By Ken Reed

According to a poll conducted by researchers at the University of Massachusetts, Lowell, nearly 75% of men and 84% of women say they are opposed to kids playing tackle football before age 14. The poll also found that a majority of Americans — sports fans and non-fans alike — feel the NFL has failed to adequately address the problem of sports-related concussions. In addition, 94% of those surveyed said they would classify concussions and head injuries as a public health issue. Finally, 85% believe science has shown that concussions cause the degenerative brain disease chronic traumatic encephalopathy (CTE).

“I was pretty surprised at a lot of the findings,” said Joshua Dyck, co-director of UMass Lowell’s Center for Public Opinion and the study’s lead investigator. “People are changing the way they talk about concussions, and this is a first-cut effort for us to try to understand how the public has responded.”

This study reveals that a large majority of Americans are now aware of the potential dangers of brain injuries sustained in football and other collision sports.

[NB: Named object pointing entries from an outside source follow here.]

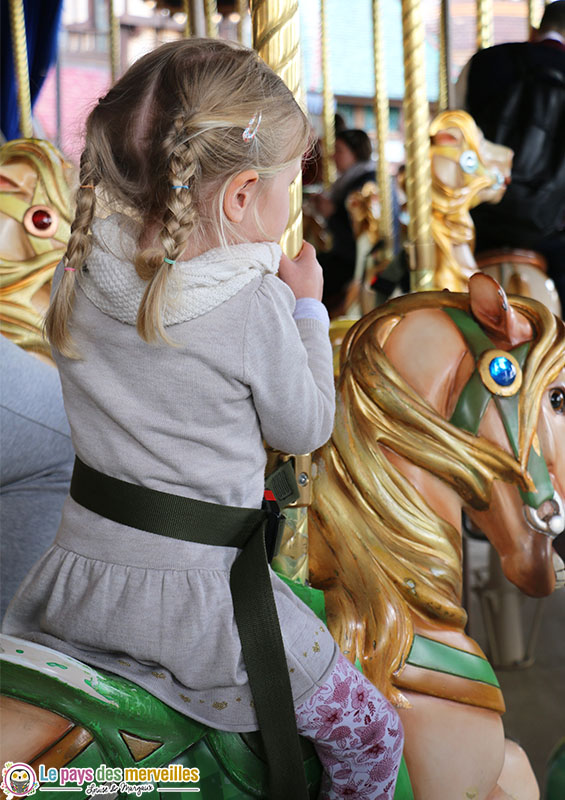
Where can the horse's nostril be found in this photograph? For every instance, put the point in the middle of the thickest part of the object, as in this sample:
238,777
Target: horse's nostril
548,509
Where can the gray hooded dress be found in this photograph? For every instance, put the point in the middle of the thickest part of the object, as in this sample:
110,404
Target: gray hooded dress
188,419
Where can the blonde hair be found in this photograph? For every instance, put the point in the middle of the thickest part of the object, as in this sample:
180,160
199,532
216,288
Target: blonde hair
176,118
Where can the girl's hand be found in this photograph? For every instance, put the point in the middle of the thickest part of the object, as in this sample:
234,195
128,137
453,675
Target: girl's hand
303,274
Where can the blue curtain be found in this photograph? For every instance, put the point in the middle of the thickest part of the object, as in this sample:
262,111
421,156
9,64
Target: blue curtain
42,26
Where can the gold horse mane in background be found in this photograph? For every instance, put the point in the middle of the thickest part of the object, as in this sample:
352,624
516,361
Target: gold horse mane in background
34,229
466,170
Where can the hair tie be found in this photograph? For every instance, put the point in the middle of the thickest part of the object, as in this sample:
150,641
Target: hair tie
252,127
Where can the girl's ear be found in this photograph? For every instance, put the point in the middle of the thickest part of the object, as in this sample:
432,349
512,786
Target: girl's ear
239,194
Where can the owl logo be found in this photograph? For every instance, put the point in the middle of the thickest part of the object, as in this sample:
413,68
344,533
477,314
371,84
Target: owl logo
18,780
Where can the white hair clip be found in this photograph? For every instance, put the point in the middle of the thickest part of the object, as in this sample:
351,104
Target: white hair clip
253,126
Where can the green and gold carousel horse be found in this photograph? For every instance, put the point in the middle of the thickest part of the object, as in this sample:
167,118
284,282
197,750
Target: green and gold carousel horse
445,401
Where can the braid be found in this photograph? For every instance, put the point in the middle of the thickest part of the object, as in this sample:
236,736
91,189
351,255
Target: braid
78,248
180,219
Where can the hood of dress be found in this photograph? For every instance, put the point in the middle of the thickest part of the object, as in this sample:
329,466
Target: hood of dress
195,287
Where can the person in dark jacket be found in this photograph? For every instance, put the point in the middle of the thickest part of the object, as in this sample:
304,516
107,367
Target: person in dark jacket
353,162
516,93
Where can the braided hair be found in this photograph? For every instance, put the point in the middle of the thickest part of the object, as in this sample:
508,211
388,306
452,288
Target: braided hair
162,147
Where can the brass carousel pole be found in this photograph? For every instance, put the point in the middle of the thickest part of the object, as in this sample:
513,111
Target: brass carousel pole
21,68
421,248
276,37
114,24
242,9
328,165
382,126
485,36
188,18
211,10
534,15
445,88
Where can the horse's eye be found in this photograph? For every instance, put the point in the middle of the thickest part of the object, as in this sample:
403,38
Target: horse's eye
557,400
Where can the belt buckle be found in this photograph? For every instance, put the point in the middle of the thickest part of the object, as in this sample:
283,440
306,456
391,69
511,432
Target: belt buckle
274,525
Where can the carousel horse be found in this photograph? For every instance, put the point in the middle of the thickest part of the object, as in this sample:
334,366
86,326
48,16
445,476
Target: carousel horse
37,457
417,440
35,219
466,170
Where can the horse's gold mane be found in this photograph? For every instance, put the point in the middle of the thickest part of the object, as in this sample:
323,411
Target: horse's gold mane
378,550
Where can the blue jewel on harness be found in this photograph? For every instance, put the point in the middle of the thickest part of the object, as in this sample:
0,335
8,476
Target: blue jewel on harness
502,371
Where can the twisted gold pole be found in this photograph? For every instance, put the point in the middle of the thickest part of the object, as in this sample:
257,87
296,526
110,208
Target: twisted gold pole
418,170
21,68
242,9
484,24
534,15
328,165
382,125
211,9
114,24
188,18
276,37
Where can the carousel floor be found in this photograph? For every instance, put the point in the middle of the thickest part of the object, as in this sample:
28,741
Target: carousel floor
535,695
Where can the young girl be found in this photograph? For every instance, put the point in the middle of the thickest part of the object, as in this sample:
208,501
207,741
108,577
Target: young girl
179,354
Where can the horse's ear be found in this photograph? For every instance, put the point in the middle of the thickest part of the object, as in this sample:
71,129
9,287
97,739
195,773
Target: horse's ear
492,310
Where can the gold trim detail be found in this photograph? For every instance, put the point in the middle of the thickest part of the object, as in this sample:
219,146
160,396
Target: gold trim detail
138,747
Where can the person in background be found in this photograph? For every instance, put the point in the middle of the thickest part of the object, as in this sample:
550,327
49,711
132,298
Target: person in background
36,464
353,161
516,93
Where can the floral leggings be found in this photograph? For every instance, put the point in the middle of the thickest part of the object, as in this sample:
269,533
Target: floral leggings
357,734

However, awareness is a long ways from behavior change. The degree of understanding on the part of parents and coaches regarding the exact risks associated with blows to the head in football and other sports needs to increase. Also, most people still think the problem is just concussions. However, research has revealed that repetitive sub-concussive blows to the head/brain can also lead to short-term and long-term brain damage.

While some youth football organizations have shown a drop in youth participation, others haven’t. At this point, it appears that most Americans are aware of the dangers of playing collision sports, however, that awareness hasn’t translated into significant changes when it comes to youth sports participation statistics.